||The goal of Integrated Computational Materials Engineering (ICME) is to enable the optimization of materials, manufacturing and component design by integrating computational models and experimental results in a holistic approach. Critical to achieving this goal is the development of computational tools and infrastructure to enable the integration across multiple length and time scales and a wide variety of data inputs. Over the past 10 years, ICME has been successfully applied to a variety of industries, including automotive, aerospace, and marine industries, for specific material classes or applications. While the ultimate vision for ICME is the seamless transition between relevant scales and the rapid progression from discovery to deployment, advancements in ICME approaches continue to reveal technology gaps that encumber more widespread utilization. The proposed symposium will take a unique approach to highlighting two critical ICME elements, (1) the evolution and assessment of technology gaps in ICME approaches applied to high-temperature structural materials, and (2) the tools and infrastructure developments that have bridged length and time scales and/or integrated computational tools and experimental outputs to accelerate materials design and manufacturing. The introductory sessions of the symposium on gap analysis will be an invitation-only session that highlights ICME needs from a historical perspective, the envisioned future areas of focus, and the advancements that are addressing the identified gaps for high-temperature structural materials . The second set of sessions are open to all speakers that are engaged in the development of ICME tools and infrastructure.

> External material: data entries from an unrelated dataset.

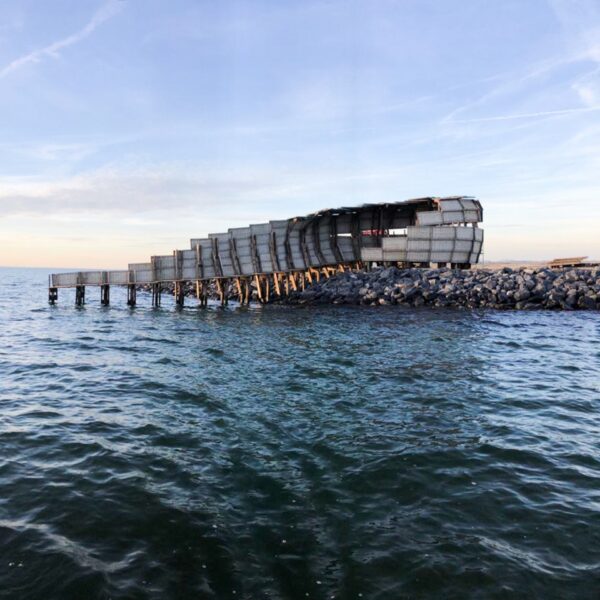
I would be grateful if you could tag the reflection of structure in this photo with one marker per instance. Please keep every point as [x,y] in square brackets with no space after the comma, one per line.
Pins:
[283,255]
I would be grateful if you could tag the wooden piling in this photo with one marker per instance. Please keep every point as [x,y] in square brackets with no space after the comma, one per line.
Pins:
[179,293]
[105,295]
[131,295]
[79,295]
[156,294]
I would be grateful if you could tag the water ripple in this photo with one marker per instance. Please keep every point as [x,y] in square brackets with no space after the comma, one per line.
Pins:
[279,453]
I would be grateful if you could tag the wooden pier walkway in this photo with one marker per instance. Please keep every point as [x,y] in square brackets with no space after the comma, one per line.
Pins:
[280,256]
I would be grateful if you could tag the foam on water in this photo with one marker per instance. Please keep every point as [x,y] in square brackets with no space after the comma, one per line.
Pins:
[293,453]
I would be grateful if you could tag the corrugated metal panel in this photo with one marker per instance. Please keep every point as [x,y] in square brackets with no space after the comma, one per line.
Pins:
[461,257]
[441,256]
[454,216]
[279,229]
[394,243]
[118,277]
[261,228]
[429,218]
[443,233]
[91,278]
[463,245]
[65,279]
[450,205]
[346,248]
[344,224]
[295,249]
[420,245]
[400,222]
[394,255]
[417,256]
[419,233]
[442,245]
[372,254]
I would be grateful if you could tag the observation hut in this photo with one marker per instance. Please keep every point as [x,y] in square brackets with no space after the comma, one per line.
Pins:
[288,254]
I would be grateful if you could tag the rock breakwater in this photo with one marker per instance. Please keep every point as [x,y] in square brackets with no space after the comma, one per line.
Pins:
[523,289]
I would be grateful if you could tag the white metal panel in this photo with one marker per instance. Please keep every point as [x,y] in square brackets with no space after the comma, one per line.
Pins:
[442,245]
[344,224]
[429,218]
[460,257]
[464,233]
[463,245]
[450,205]
[295,250]
[456,216]
[394,243]
[372,254]
[261,228]
[91,278]
[346,248]
[419,233]
[443,233]
[421,245]
[471,216]
[441,256]
[118,277]
[416,256]
[394,255]
[65,279]
[141,272]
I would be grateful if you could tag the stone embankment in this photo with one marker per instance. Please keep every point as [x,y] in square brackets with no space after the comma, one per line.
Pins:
[569,289]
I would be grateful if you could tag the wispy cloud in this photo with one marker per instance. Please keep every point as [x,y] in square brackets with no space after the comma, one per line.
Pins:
[532,115]
[106,12]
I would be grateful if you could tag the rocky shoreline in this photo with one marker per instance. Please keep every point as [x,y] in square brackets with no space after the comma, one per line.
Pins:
[521,289]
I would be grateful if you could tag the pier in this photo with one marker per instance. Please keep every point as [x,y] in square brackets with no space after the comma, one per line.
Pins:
[281,256]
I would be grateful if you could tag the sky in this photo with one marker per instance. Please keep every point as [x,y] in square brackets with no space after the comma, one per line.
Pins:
[128,127]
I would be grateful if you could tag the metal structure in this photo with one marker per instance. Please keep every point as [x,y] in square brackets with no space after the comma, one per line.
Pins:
[280,256]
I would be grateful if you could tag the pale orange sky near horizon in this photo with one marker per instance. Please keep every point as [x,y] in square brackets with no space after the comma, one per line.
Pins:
[129,128]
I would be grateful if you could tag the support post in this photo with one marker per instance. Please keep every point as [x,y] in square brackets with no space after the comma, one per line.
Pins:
[131,295]
[80,295]
[156,294]
[179,293]
[105,295]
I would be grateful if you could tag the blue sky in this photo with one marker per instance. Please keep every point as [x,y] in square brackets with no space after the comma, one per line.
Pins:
[129,126]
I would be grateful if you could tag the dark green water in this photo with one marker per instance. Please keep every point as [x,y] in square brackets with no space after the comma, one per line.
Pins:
[319,453]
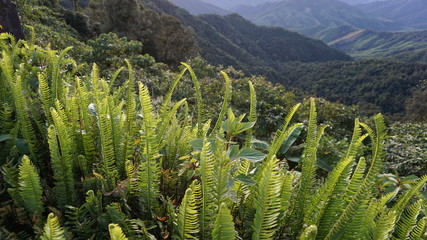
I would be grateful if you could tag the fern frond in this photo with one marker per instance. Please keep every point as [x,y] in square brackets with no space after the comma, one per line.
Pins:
[46,95]
[309,233]
[407,221]
[418,232]
[224,226]
[167,99]
[319,202]
[404,199]
[149,167]
[27,129]
[61,163]
[207,187]
[252,114]
[131,173]
[364,191]
[188,219]
[29,187]
[86,121]
[308,167]
[116,232]
[384,226]
[115,75]
[52,229]
[225,104]
[107,141]
[55,65]
[200,114]
[267,202]
[167,118]
[283,133]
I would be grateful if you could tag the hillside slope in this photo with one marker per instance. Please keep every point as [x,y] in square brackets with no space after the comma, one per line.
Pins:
[412,13]
[197,7]
[233,41]
[229,4]
[371,44]
[311,16]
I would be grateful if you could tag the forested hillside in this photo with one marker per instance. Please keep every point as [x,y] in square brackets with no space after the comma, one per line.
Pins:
[411,13]
[374,85]
[311,16]
[197,7]
[100,140]
[232,40]
[371,44]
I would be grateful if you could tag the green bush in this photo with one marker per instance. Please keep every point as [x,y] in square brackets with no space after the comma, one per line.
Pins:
[84,159]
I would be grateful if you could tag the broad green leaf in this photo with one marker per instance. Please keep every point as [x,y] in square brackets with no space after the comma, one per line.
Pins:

Specific topics of interest are:
• Quantitative tools for microstructure evolution that can be used to optimize manufacturing process (e.g. rolling, extrusion) or predict materials properties (i.e. fracture, fatigue, and/or corrosion behavior in service)
• Integration of computational tools with experimental data
• Integration of property prediction tools with component performance tools
• Integration of computational tools and experimental data with uncertainty analysis
• Materials Informatics-based approaches for data integration and the concurrent consideration of descriptors
• Validation and verification tools and methods for linking simulations with experiments
• Integration tools and methods for linking processing-structure-property relationships
• Collaboration platforms enabling data and tool sharing.
The ability to develop the tools that integrate across the process-structure-property paradigm are essential to the continuing the ICME success to accelerate materials design and manufacturing. Practical developments that are specific to industrial applications in the automotive, aerospace, marine, electronic and biomedical sectors are strongly encouraged.